”One evening, as I was coming home, I saw a worm on the ground. The rain had stopped for about an hour and it had left the green space and went on the sidewalk. When I was little, together with other children, we sometimes took the worms and smashed them on the asphalt to see how the pieces of worms became, in return, other worms. I know, we were cruel children, as maybe small children are when they explore the world.

The regeneration capacity of these ringed is amazing.

But I’m thinking about how people are. If, in one way or another, life smashes us, it will take us years to recover. Negative emotions remain attached to us for a long time, just as caramels remain attached to children’s wisdom tooths. Our brain is built to quickly identify what’s negative. But it is harder with what is positive. There, in a strange way, we behave like a Teflon pan: nothing sticks on us (I’m exaggerating, of course, but what’s positive is harder to stick, in general).

We all went through hard times, some seemed impossible to take in their time. But if we look back, we recognize the difficulty and I hope we are proud that we have managed to overcome them.

Here are some possible approaches to get through difficulties a little easier:

Think about the things you are grateful for. You don’t need anything major, the fact that you are healthy is in itself a great thing, you can be grateful. When we learn to appreciate the good part of our lives, the degree of satisfaction increases, the risk of depression decreases.

Take a look at what’s good in your life. I had a dear colleague who, when I was upset with someone, said to me: look at us, at the others, it’s not worth seeing only what a person said or did and generalize. We, the others, see things differently, you don’t deserve to see only negatively and we, the others, don’t deserve it.

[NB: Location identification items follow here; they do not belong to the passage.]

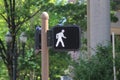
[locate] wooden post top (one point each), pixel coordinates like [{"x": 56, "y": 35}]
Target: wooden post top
[{"x": 45, "y": 15}]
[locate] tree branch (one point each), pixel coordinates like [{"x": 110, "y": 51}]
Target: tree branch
[{"x": 25, "y": 20}]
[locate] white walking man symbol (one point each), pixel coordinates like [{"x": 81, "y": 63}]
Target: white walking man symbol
[{"x": 59, "y": 37}]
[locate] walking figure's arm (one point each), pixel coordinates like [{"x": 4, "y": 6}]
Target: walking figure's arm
[{"x": 56, "y": 36}]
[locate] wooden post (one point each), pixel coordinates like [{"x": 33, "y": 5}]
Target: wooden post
[{"x": 44, "y": 48}]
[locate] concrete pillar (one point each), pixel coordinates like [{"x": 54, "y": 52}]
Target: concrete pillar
[{"x": 98, "y": 26}]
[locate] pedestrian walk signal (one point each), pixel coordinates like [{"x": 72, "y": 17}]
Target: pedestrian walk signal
[{"x": 66, "y": 38}]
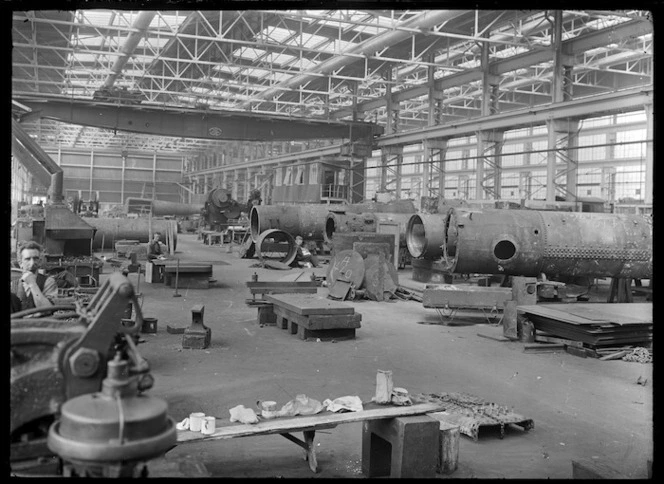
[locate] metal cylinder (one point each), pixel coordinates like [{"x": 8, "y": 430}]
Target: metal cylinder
[
  {"x": 306, "y": 220},
  {"x": 114, "y": 426},
  {"x": 425, "y": 235},
  {"x": 110, "y": 230},
  {"x": 532, "y": 242},
  {"x": 363, "y": 222},
  {"x": 396, "y": 206},
  {"x": 160, "y": 208},
  {"x": 276, "y": 245}
]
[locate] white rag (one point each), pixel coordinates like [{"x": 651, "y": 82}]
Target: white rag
[{"x": 348, "y": 403}]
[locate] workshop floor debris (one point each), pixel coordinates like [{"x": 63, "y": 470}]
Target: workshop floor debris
[{"x": 471, "y": 413}]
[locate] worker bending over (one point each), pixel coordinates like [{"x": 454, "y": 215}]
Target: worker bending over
[
  {"x": 154, "y": 248},
  {"x": 33, "y": 290},
  {"x": 304, "y": 255}
]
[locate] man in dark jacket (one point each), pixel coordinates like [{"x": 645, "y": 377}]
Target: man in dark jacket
[
  {"x": 154, "y": 248},
  {"x": 33, "y": 290}
]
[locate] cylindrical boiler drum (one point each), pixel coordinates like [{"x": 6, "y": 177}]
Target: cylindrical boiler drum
[
  {"x": 306, "y": 220},
  {"x": 110, "y": 230},
  {"x": 363, "y": 222},
  {"x": 396, "y": 206},
  {"x": 425, "y": 235},
  {"x": 159, "y": 208},
  {"x": 530, "y": 242}
]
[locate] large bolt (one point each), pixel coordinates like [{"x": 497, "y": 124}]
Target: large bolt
[{"x": 84, "y": 362}]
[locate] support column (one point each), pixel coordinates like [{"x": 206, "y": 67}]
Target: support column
[
  {"x": 92, "y": 165},
  {"x": 122, "y": 177},
  {"x": 489, "y": 148},
  {"x": 561, "y": 85},
  {"x": 357, "y": 177},
  {"x": 608, "y": 183},
  {"x": 562, "y": 144},
  {"x": 247, "y": 184},
  {"x": 236, "y": 184},
  {"x": 391, "y": 155},
  {"x": 525, "y": 185},
  {"x": 434, "y": 163},
  {"x": 490, "y": 83},
  {"x": 392, "y": 109},
  {"x": 650, "y": 133},
  {"x": 355, "y": 87},
  {"x": 154, "y": 176}
]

Think about whether what you are doing is helping or harming you. Sometimes we can’t change a situation. But we can consciously choose to be prisoners of what it was, what it could have been, or to pay attention to the present, to what appears in our lives. For example, we can choose to be prisoners of a relationship that ended in reality but not ended in our minds, instead of being present, open to what each day brings us.

This imprisonment makes us have nothing to lose but nothing else, to be suspended outside our lives.

Pascal, the French philosopher of the seventeenth century, said that man is like a reed, the weakest in nature; but it is a thoughtful reed. Like reeds, we can be bent by the wind, by unfavorable events, but we have the ability to recover, to be upright again.”